Phase Estimation with Compressed Controlled Time Evolution

TL;DR

This paper presents a compression protocol for controlled time evolution in quantum simulations, significantly reducing circuit depth and control overhead, enabling more efficient quantum phase estimation on near-term hardware.

Contribution

It introduces a near-optimal compression method for controlled time evolution operators, improving efficiency and feasibility of quantum phase estimation algorithms.

Findings

Achieves circuit depth scaling of O(t polylog(t N/ε))

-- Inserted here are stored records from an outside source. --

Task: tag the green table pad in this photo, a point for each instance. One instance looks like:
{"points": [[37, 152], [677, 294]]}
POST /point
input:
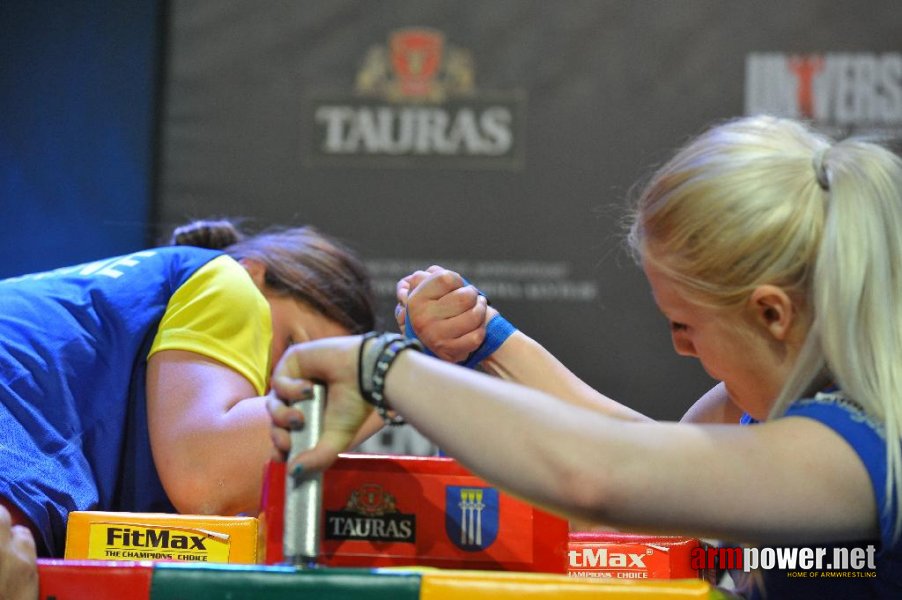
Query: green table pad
{"points": [[177, 581]]}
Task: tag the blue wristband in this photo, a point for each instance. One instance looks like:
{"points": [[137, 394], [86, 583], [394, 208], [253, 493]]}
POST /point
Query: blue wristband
{"points": [[410, 333], [496, 333]]}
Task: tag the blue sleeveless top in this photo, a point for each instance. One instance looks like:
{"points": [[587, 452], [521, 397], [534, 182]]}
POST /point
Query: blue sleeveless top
{"points": [[73, 355], [868, 440]]}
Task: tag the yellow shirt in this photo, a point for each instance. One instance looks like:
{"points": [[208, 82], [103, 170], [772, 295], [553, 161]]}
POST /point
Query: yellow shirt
{"points": [[219, 313]]}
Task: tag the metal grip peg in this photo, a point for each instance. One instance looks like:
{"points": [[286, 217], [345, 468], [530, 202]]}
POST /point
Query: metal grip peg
{"points": [[304, 491]]}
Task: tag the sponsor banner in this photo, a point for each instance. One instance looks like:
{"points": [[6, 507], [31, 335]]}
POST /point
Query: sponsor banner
{"points": [[425, 511], [840, 92], [415, 104]]}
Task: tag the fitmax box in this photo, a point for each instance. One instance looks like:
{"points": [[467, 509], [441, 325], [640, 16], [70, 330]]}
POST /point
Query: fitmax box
{"points": [[128, 536], [419, 511], [616, 555]]}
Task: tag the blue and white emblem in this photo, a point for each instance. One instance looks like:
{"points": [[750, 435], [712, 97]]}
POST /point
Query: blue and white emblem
{"points": [[471, 516]]}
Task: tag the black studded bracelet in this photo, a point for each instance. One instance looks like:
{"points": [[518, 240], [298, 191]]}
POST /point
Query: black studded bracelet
{"points": [[374, 361]]}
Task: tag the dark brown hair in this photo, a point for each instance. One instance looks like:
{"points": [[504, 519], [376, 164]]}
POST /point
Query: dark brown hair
{"points": [[300, 261]]}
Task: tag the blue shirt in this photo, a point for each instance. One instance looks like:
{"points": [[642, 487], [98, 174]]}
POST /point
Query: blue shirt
{"points": [[868, 440], [73, 355]]}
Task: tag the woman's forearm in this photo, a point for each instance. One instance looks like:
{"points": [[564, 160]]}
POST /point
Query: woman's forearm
{"points": [[523, 360]]}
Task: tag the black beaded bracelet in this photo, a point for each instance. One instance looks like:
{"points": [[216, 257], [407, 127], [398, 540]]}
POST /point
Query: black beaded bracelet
{"points": [[373, 366]]}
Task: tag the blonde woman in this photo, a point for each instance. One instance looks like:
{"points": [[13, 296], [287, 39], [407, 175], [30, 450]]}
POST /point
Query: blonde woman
{"points": [[776, 256]]}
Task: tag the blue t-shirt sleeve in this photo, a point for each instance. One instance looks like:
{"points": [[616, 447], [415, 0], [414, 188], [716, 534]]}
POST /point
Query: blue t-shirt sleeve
{"points": [[868, 441]]}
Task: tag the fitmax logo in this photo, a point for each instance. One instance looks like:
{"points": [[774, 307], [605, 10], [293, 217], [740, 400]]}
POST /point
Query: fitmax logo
{"points": [[153, 538], [602, 559]]}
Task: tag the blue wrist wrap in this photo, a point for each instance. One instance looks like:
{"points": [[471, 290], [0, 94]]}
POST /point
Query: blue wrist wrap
{"points": [[496, 333]]}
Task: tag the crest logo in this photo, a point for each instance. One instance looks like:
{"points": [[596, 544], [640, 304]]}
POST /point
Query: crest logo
{"points": [[471, 517], [371, 514], [415, 104], [417, 66]]}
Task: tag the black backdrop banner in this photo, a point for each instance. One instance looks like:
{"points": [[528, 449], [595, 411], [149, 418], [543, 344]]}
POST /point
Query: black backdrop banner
{"points": [[501, 138]]}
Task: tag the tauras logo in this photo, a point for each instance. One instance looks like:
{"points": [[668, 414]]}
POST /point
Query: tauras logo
{"points": [[153, 538], [601, 558], [370, 514], [415, 102]]}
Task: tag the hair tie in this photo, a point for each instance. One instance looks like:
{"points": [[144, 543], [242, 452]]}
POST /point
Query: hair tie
{"points": [[820, 169]]}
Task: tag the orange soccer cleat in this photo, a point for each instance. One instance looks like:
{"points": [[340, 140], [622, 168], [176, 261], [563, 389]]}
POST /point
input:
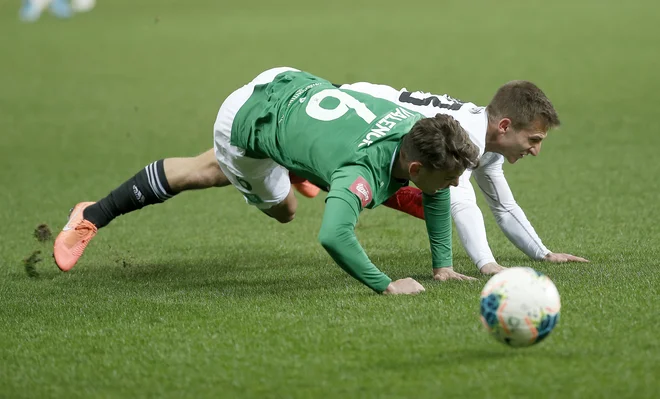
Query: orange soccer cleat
{"points": [[74, 237], [304, 186]]}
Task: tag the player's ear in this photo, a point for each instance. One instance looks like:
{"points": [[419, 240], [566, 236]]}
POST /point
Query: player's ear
{"points": [[503, 125], [414, 168]]}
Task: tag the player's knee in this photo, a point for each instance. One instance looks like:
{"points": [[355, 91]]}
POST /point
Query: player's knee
{"points": [[285, 211]]}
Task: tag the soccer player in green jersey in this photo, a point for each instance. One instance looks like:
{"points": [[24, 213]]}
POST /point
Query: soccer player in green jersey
{"points": [[362, 148]]}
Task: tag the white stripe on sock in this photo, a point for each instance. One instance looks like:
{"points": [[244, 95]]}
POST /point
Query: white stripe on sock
{"points": [[160, 186], [151, 183]]}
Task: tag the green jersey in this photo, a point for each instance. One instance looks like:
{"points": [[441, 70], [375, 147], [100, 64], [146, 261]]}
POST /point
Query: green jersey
{"points": [[342, 140], [330, 136]]}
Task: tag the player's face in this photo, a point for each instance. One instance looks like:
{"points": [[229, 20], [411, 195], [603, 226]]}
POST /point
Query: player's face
{"points": [[518, 143], [431, 180]]}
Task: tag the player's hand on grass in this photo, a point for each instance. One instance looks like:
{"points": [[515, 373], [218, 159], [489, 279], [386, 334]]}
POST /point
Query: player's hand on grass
{"points": [[406, 286], [561, 258], [491, 268], [448, 273]]}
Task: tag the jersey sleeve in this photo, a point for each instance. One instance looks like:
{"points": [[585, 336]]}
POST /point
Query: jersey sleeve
{"points": [[353, 184], [437, 213], [350, 192]]}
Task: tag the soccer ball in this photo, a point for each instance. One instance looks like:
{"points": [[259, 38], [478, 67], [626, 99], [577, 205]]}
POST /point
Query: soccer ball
{"points": [[520, 306]]}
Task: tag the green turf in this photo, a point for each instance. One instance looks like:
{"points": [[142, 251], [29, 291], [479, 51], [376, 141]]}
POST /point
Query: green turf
{"points": [[205, 297]]}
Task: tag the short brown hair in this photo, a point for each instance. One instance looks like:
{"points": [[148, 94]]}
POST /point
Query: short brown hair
{"points": [[440, 143], [525, 104]]}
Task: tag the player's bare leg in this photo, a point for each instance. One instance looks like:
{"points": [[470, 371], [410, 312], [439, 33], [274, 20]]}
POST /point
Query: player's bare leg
{"points": [[156, 183]]}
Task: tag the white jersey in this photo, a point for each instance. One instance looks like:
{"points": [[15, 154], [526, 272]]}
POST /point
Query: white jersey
{"points": [[489, 176]]}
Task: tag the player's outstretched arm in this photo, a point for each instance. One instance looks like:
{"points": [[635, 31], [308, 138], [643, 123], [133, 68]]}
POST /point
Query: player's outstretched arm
{"points": [[437, 214], [471, 227], [511, 218], [337, 236]]}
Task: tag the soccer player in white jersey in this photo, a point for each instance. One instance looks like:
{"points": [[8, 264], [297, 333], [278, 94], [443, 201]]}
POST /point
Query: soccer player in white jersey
{"points": [[488, 127]]}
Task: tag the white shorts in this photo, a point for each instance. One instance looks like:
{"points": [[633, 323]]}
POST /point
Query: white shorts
{"points": [[263, 182]]}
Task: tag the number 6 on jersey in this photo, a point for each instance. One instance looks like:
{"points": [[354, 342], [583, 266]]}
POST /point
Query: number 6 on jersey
{"points": [[346, 102]]}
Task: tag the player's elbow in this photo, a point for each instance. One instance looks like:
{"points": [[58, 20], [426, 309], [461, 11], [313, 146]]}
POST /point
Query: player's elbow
{"points": [[463, 205]]}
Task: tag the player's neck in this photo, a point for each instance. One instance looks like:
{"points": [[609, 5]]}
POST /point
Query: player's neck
{"points": [[399, 171], [491, 142]]}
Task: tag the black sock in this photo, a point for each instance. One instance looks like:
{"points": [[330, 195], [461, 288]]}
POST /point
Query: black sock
{"points": [[148, 186]]}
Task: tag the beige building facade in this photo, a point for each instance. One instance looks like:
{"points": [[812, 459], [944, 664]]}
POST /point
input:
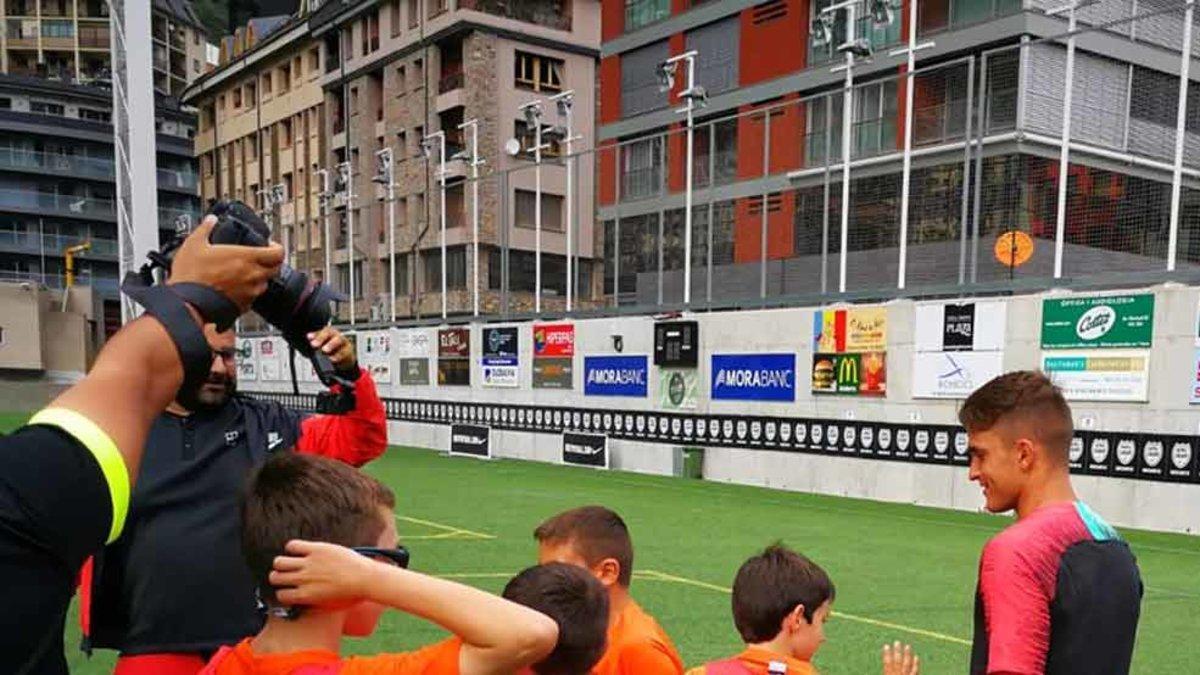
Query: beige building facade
{"points": [[372, 75]]}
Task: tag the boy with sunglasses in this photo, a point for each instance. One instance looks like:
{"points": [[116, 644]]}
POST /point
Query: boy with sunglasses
{"points": [[321, 542]]}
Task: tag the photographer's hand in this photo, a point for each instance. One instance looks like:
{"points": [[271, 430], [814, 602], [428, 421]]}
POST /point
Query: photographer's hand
{"points": [[239, 273], [340, 351]]}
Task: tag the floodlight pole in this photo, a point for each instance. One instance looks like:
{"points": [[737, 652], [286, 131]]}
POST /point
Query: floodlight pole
{"points": [[387, 175], [439, 137], [906, 172], [347, 171], [690, 95], [533, 114], [473, 124], [1180, 130], [565, 102], [323, 202]]}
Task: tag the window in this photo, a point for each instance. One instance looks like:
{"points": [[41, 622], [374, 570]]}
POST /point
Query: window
{"points": [[456, 268], [394, 18], [401, 269], [642, 12], [47, 108], [641, 168], [537, 72], [551, 210], [95, 115], [527, 137]]}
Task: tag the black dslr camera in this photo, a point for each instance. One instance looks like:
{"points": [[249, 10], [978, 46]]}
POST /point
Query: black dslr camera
{"points": [[293, 302]]}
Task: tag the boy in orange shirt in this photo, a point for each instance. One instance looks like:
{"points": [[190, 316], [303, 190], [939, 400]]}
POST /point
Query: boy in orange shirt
{"points": [[781, 601], [321, 542], [597, 539]]}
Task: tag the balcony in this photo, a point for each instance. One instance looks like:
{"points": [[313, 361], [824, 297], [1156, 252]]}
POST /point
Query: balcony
{"points": [[54, 244], [69, 204], [549, 13], [178, 179], [451, 79], [49, 162]]}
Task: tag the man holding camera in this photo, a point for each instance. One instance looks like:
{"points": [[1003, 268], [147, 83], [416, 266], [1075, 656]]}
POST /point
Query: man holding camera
{"points": [[174, 589]]}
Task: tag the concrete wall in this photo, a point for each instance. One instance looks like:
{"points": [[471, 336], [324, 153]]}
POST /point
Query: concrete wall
{"points": [[942, 482]]}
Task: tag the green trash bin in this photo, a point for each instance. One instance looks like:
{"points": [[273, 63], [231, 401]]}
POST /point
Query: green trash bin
{"points": [[694, 463]]}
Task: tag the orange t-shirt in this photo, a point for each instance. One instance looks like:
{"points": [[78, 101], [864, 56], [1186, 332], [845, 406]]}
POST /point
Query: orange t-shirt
{"points": [[637, 645], [435, 659], [757, 659]]}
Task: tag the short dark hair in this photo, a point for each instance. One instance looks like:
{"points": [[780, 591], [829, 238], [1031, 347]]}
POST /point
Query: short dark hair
{"points": [[768, 587], [300, 496], [595, 532], [577, 602], [1027, 396]]}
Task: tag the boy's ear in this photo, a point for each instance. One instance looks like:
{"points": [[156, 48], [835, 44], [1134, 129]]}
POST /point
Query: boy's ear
{"points": [[795, 619], [607, 571]]}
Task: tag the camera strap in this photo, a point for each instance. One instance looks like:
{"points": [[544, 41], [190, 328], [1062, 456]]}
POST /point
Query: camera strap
{"points": [[195, 353]]}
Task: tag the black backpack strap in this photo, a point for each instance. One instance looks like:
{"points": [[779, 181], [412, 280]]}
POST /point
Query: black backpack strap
{"points": [[195, 353]]}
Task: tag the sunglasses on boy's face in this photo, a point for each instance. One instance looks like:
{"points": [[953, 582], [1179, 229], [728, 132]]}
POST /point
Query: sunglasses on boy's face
{"points": [[397, 556]]}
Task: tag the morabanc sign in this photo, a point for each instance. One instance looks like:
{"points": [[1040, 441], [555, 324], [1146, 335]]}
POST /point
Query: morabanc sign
{"points": [[1098, 322]]}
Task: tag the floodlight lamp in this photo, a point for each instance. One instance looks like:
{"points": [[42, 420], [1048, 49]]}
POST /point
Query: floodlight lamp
{"points": [[820, 33], [665, 75], [881, 12]]}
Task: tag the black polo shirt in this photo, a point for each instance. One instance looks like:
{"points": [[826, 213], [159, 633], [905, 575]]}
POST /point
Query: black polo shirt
{"points": [[177, 581], [60, 484]]}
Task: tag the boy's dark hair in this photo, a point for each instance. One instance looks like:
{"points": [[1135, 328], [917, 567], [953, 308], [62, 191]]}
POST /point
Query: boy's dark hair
{"points": [[1029, 398], [768, 587], [299, 496], [577, 602], [595, 532]]}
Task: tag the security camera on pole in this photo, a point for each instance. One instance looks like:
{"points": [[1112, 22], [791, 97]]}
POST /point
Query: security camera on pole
{"points": [[439, 138], [694, 96], [853, 48], [323, 199], [565, 102], [385, 175], [475, 162], [346, 185]]}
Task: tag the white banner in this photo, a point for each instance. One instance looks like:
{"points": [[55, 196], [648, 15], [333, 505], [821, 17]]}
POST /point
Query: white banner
{"points": [[1099, 375], [412, 344], [375, 354], [501, 376], [977, 327], [953, 375]]}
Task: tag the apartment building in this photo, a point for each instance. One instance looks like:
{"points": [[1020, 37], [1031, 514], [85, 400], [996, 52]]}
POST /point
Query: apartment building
{"points": [[70, 41], [987, 130], [351, 78], [58, 180]]}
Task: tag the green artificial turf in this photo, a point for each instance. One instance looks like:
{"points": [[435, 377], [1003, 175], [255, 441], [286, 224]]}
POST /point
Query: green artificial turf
{"points": [[901, 572]]}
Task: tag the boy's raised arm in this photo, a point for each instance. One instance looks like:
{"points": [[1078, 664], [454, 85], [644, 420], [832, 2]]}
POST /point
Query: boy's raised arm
{"points": [[498, 635]]}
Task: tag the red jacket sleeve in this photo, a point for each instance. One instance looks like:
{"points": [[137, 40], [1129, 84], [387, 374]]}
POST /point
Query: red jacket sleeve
{"points": [[355, 437]]}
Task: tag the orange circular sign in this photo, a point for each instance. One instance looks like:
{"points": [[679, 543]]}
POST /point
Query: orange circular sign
{"points": [[1014, 248]]}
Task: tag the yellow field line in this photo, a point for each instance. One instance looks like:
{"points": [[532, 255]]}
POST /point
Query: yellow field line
{"points": [[655, 575], [444, 527]]}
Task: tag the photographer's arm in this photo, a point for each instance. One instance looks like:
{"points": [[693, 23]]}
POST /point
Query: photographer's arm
{"points": [[358, 436]]}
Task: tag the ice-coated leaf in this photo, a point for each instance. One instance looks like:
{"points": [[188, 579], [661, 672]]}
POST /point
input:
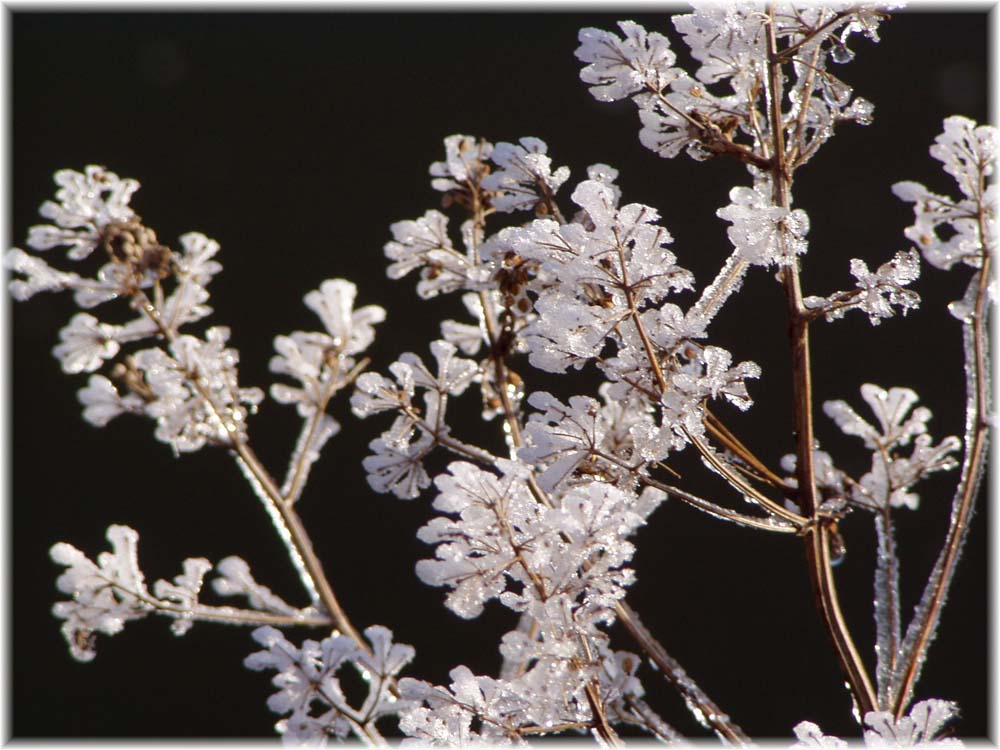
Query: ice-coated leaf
{"points": [[102, 402], [87, 202], [235, 579], [103, 595], [308, 682], [892, 474], [351, 331], [184, 591], [523, 178], [397, 466], [465, 163], [920, 729], [618, 67], [763, 233], [968, 153], [85, 343]]}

Enables quantum phase estimation with as few as 414 CNOT gates

Attains ground state energy errors below 1% on simulated hardware

Abstract

Many optimally scaling quantum simulation algorithms employ controlled time evolution of the Hamiltonian, which is typically the major bottleneck for their efficient implementation. This work establishes a compression protocol for encoding the controlled time evolution operator of translationally invariant, local Hamiltonians into a quantum circuit. It achieves a near-optimal in time $t$ scaling for circuit depth $\mathcal{O}(t \text{ polylog}(t N/\epsilon))$, while reducing the control overhead from a multiplicative to an additive factor. We report that this compression protocol enables the implementation of Iterative Quantum Phase Estimation with as few as 414 CNOT gates for a frustrated quantum spin system on a 6$\times$6 triangular lattice and delivers ground state energy errors below 1% (with $\pm$ 1.5% variation, calculated with a hardware noise aware pipeline) on a 4$\times$4 triangular lattice using the noisy emulator of the Quantinuum H2 trapped ion device.